Obstructive Sleep Apnoea Management
M3 India Newsdesk Nov 06, 2024
Obstructive sleep apnoea, or OSA, is the most common type. It is characterised by repeated episodes of upper-airway obstruction lasting more than 10 seconds during sleep, resulting in pauses in breathing. This article explains the causes and management of OSA especially in paediatric patients.
Sleep is a major physiological drive. Children sleep for over half of their lives on average. Breathing disorders during sleep or sleep-disordered breathing (SDB) can cause significant health problems that are associated with high morbidity and a high risk of mortality.
The most widely studied breathing disorders during sleep are obstructive sleep apnoea syndrome (OSA), central hypoventilation and Cheyne-Stokes respiration.
Prevalence of OSA
- Epidemiologic studies have shown that there is a prevalence of about 2% among children and about 2.5%–6% among adolescents.
- OSA in children usually occurs between the ages of 2 and 7 years.
- Initially, though it was thought that both genders were equally affected, it was later observed that boys are more likely to have OSA, which is consistent with the tendency for overweight adult males to have OSA.
Causes
Causes of Obstructive Sleep Apnoea Syndrome in children are discerned as follows:
- Anatomic anomalies, such as hypertrophic tonsils and adenoids (the most common cause in childhood), choanal atresia or stenosis, anomalies of the nasal septum (mainly scoliosis) and soft tissue thickening of the upper respiratory system (polysaccharides, achondroplasia, Prader-Willi syndrome, obesity syndromes).
- Neuromuscular diseases include cerebral palsy, myotonic dystrophy, congenital myopathies, and Arnold-Chiari syndrome. These diseases may coexist with decreased muscle tone in the upper respiratory muscles and defective breathing control by the central nervous system.

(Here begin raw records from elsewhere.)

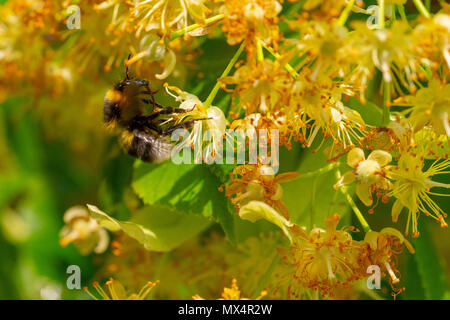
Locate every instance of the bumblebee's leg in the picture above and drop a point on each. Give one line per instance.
(169, 110)
(184, 125)
(153, 102)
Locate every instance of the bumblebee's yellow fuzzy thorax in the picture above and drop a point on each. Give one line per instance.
(114, 96)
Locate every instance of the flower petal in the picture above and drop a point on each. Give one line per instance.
(380, 156)
(354, 157)
(347, 178)
(396, 210)
(362, 191)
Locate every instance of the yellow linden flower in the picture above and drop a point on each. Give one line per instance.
(117, 291)
(381, 247)
(232, 293)
(412, 189)
(323, 260)
(431, 39)
(319, 102)
(211, 120)
(431, 106)
(258, 182)
(251, 19)
(260, 88)
(388, 50)
(83, 231)
(322, 44)
(369, 173)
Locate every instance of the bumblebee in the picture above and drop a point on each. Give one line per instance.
(144, 136)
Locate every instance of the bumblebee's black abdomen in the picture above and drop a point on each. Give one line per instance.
(111, 112)
(146, 146)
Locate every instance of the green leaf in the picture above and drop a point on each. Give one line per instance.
(191, 189)
(429, 266)
(310, 199)
(157, 229)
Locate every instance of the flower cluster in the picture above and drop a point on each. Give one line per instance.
(325, 87)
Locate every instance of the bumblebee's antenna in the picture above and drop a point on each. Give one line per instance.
(127, 65)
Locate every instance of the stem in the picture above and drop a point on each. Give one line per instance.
(194, 26)
(227, 70)
(381, 14)
(386, 103)
(401, 9)
(420, 6)
(259, 51)
(345, 13)
(352, 204)
(287, 66)
(322, 170)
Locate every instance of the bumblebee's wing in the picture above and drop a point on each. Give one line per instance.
(146, 145)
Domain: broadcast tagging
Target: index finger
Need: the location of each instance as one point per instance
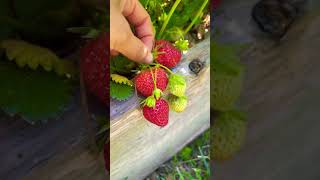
(140, 19)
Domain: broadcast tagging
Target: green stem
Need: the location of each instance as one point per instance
(196, 17)
(163, 67)
(175, 5)
(154, 79)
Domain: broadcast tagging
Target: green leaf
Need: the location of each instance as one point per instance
(177, 85)
(26, 54)
(186, 153)
(5, 31)
(120, 91)
(35, 95)
(121, 65)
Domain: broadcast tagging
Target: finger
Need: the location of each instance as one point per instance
(131, 46)
(140, 19)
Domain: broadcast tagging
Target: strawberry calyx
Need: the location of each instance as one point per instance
(157, 93)
(149, 101)
(162, 66)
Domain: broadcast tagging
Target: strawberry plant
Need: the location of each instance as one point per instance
(38, 79)
(173, 23)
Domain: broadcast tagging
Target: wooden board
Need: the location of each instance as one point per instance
(281, 97)
(139, 147)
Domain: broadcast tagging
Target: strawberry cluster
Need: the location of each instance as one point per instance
(153, 80)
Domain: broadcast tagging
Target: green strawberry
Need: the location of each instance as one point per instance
(177, 85)
(178, 104)
(227, 134)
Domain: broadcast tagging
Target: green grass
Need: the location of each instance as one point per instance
(192, 162)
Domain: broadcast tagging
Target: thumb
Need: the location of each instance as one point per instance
(135, 49)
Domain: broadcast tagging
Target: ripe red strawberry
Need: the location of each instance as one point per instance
(159, 114)
(214, 4)
(144, 82)
(95, 66)
(167, 54)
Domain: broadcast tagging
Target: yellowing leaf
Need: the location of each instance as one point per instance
(33, 56)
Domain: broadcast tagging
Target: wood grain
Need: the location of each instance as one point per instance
(139, 147)
(282, 99)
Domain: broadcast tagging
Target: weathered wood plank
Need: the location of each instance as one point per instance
(282, 99)
(139, 147)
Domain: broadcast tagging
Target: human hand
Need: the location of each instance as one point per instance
(138, 46)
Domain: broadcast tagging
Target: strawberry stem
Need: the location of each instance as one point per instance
(196, 17)
(175, 5)
(154, 79)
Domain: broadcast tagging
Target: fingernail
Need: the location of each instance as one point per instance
(149, 58)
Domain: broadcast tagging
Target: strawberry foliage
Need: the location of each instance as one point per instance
(34, 95)
(33, 56)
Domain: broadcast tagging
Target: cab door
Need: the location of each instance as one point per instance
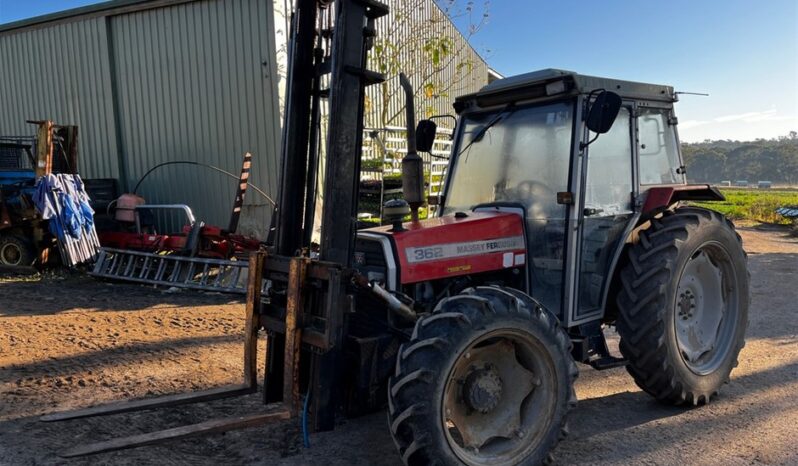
(605, 211)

- Craniofacial anomalies and syndromes. Most of these conditions coexist with midfacial hypoplasia, micrognathia, hypotony, and sometimes mental retardation.
Management
It is essential to highlight the increased risk factors for OSAS in individuals who are growing, paying particular attention to the aspects associated to dentistry:
- Adenotonsillar hypertrophy (primary cause) is the main issue correlated with OSA in children. Evidence shows that the success rate of an adenotonsillectomy intervention in OSA therapy and resolution is about 83% in children.
- Obesity (especially in adolescence), insulin resistance, hepatic steatosis, and increased production of proinflammatory mediators, that as leptin.
- Nasal resistance can rise and the oropharyngeal space can shrink as a result of abnormalities of the soft tissues (macroglossia) or the maxillary structure (micrognathism and retrognathism). Dentofacial anomalies are frequent in children with OSAS, proving to be a consequence of OSAS, as well as a cause of apnoea itself.
- Neuromuscular disorders, lead to insufficient control of central and peripheral airflow, causing an increased tendency to the collapse of the pharyngeal-hypopharyngeal walls and a muscle tone reduction.
- Obstructive nasal diseases such as asthma or allergic rhinitis, are paediatric determinants of nasal congestion.
- Other factors: age, family history, craniofacial dysmorphism, syndromic diseases (Down syndrome or Pierre Robin sequence), prematurity or multiple pregnancies, and environmental exposure to smoke.
Children with OSAS can currently receive the following symptomatic or causal treatments:
- Lifestyle changes–in particular, weight loss in obese subjects.
- Continuous positive airway pressure (CPAP): While the literature reports CPAP to be the golden standard treatment of OSAS in adults, in the paediatric population, it has been reported as useful only in:
- Patients ineligible for surgery
- Patients awaiting surgery
- Patients with persistent disease after surgery
- Patients with other diseases (i.e., Down syndrome and craniofacial anomalies). It is considered a palliative treatment that causes discomfort in children, who mostly do not get used to it and so become uncooperative
- Pharmacological agents
- Surgery (especially adenotonsillectomy)
- Orthodontic treatments:
- RME (rapid maxillary expansion)
- Myofunctional devices
- Mandibular advancement devices (MADs)
Conclusion
- Paediatric OSA is a serious medical condition and can have long-term consequences on the overall health and quality of life of a patient.
- A dentist should be familiar with the signs and symptoms of OSA and should conduct a thorough history, intra/extra oral examination, and questionnaires and understand the role of comorbid conditions.
- A timely diagnosis and management of OSA can eradicate potential long-term negative effects on the health of a patient.
- If paediatric OSA is suspected a proper referral should be made for the definitive diagnosis and treated accordingly. An interdisciplinary treatment approach may often serve in the best interest of the patient.
Disclaimer- The views and opinions expressed in this article are those of the author and do not necessarily reflect the official policy or position of M3 India.